Ouranos considers his offspring monstrous, and so imprisons them in the bowels of the Earth. But Kronos, encouraged by Gaia and aided by the Hundred-handers and Cyclopes, sets upon his father, castrates him, and sets himself up as king of the gods, with Rhea as his wife and queen.
Rhea bears a new generation of gods to Cronus, but in fear that they will overthrow him, he swallows them all one by one. Only Zeus is saved: Rhea gives Kronos a stone in swaddling clothes in his place, and places him in Crete to be guarded by the Kouretes.

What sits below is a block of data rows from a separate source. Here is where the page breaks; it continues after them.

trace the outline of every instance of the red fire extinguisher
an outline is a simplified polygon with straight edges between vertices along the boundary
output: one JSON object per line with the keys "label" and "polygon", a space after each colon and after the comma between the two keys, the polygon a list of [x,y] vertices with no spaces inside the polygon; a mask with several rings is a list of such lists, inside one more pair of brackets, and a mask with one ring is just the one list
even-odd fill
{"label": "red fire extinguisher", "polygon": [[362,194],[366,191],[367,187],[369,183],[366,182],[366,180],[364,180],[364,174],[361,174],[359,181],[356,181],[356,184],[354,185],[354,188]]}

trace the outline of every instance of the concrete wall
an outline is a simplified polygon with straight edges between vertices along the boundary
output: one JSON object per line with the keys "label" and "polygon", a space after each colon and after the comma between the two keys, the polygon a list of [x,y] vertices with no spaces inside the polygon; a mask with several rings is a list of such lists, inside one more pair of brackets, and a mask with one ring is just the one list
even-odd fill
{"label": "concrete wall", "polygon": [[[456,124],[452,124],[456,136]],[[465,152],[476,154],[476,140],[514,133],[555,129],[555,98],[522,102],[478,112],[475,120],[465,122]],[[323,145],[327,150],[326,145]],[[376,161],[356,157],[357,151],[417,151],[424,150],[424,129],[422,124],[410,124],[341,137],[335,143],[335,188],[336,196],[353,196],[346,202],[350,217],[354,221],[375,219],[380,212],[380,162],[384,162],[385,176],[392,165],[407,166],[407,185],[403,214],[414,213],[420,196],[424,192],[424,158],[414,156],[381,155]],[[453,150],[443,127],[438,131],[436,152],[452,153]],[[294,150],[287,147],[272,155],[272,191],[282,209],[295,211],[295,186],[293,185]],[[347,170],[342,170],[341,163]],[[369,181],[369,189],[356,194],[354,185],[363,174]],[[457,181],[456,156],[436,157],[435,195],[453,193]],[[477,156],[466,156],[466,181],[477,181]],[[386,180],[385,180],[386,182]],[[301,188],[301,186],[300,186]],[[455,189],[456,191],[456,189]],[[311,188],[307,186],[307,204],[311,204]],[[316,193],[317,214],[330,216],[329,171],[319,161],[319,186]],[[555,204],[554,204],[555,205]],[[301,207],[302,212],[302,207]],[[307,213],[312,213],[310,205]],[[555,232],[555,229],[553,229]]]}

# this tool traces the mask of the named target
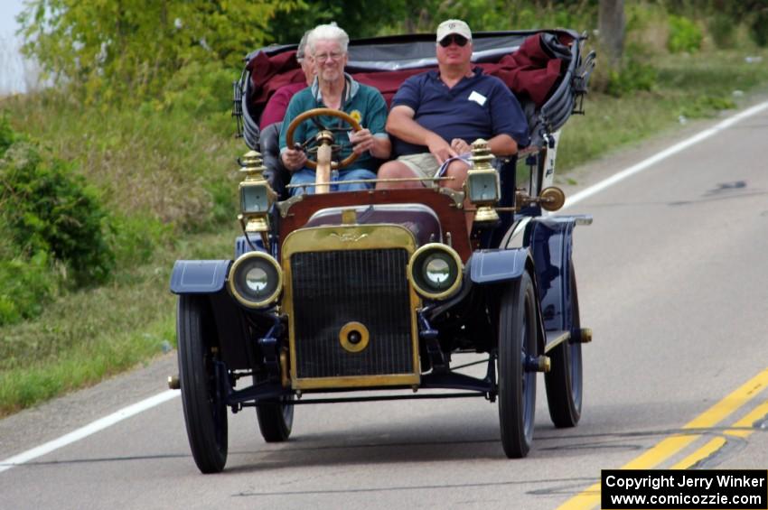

Once Zeus reaches adulthood, he subdues Kronos by force, and cuts open his father's belly to free his siblings. A war between the younger and older gods commences, in which Zeus is aided by the Hundred-handers, Gigantes, and Cyclopes, who have once again been freed from Tartarus. Zeus wins after a long struggle, and casts the Titans down into Tartarus.
And yet the older gods leave their mark on the world. Some of them - like Mnemosyne and Metis - had not fought the Olympians, and become key players in the new administration. The Titans also leave behind a number of offspring, some of whom may also be counted as Titans, most notably the sons of Iapetus - Prometheus, Epimetheus, Atlas, and Menoetius.
Many ancient sources follow Hesiod closely, with minor variations: Apollodorus adds Dione as a thirteenth Titan.
The Titans in other Greek sources
Hesiod is not, however, the last word on the Titans. Surviving fragments of Orphic poetry in particular preserve some variations on the myth.
In one Orphic text, Zeus does not simply set upon his father violently. Instead, Rhea spreads out a banquet for Kronos, so that he becomes drunk upon honey. Zeus chains him and castrates him. Rather than being consigned to Tartarus, Kronos is dragged – still drunk – to the cave of Night, where he continues to dream and prophesy throughout eternity.
Another myth concerning the Titans that is not in Hesiod revolves around Dionysus. At some point in his reign, Zeus decides to give up the throne in favor of the infant Dionysus, who like the infant Zeus is guarded by the Kouretes. The Titans decide to slay the child and claim the throne for themselves; they paint their faces white with gypsum, distract Dionysus with toys, then dismember him and boil and roast his limbs. Zeus, enraged, slays the Titans with his thunderbolt; Athena preserves the heart in a gypsum doll, out of which a new Dionysus is made. This story is told by the poets Callimachus and Nonnus, who call this Dionysus "Zagreus", and also in a number of Orphic texts, which do not.
One iteration of this story, reported by the Neoplatonist philosopher Olympiodorus, writing in the Christian era, says that humanity sprung up out of the fatty smoke of the burning Titan corpses. Other earlier writers imply that humanity was born out of the blood shed by the Titans in their war against Zeus.
Pindar, Plato and Oppian refer offhandedly to man's "Titanic nature". Whether or not this refers to a sort of "original sin" rooted in the murder of Dionysus is hotly debated by scholars.